Nous sommes ici à l'extrémité sud de l'avenue mais à proximité des remparts. l'on
peut regretter la disparition de la maison de l'érudit Joseph Girard
(c'était le n°7); Celui-ci (1881-1962), rchiviste-paléographe en 1903, fut durant 42
ans le conservateur du Musée Calvet et, bien sûr de la bibliothèque municipale
(1906-1949) ; il créa ainsi rue Joseph- Vernet les salles de ferronnerie, des primitifs
avignonnais, installa le musée lapidaire dans l' ancienne église des Jésuites rue de la
République. La retraite fit de lui le conservateur fort distingué du palais des papes.

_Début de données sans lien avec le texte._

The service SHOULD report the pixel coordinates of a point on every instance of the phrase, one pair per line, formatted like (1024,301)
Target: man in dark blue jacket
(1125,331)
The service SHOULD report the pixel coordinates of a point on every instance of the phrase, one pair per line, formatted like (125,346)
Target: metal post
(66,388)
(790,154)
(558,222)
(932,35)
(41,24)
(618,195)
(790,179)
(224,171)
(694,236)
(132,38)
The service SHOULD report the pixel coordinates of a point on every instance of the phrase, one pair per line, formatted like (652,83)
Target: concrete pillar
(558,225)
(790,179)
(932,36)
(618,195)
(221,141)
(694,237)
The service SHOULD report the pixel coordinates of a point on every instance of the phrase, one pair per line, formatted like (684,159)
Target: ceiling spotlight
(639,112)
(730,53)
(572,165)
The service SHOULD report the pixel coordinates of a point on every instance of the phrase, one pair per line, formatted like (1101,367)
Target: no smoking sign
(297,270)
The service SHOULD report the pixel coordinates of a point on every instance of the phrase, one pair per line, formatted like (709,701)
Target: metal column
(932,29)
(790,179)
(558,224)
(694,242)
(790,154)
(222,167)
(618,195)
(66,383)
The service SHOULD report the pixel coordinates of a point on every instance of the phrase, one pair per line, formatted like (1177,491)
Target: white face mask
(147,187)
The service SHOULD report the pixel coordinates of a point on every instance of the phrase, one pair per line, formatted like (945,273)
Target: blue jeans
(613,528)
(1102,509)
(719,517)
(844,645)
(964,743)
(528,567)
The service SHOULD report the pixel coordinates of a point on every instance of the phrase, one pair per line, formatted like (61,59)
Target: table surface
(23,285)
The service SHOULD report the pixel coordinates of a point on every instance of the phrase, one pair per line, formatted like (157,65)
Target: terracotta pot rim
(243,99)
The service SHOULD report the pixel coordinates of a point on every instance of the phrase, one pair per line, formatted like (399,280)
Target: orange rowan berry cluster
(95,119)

Sa bibliographie comprend plus de 50 titres, certains essentiels comme "les Etats du
Comté venaissin... jusqu'à la fin du XVlème siècle", l'histoire du Musée Calvet,
le précieux guide "Evocation du vieil Avignon". Dans sa notice nécrologique,
Jacques de Font-Réaulx, mon prédécesseur aux Archives départementales, évoqua
"la vaste maison de ses beaux-parents, avec une large cour plantée de platanes, un
décor à souhait pour les trois garçons et les deux filles qui peuplèrent son
foyer". Parmi ceux-ci, René Girard, né en 1923 et tôt fixé comme
professeur aux Etats-Unis après sa sortie de l'Ecole des Chartes, est l'auteur-phare de
plusieurs ouvrages de psychologie et d'anthropologie très remarqués : "Des choses
cachées depuis la fondation du monde" (1978), "Je vois Satan tomber comme un
éclair" (1999) et, dernier en date "Celui par qui le scandale arrive"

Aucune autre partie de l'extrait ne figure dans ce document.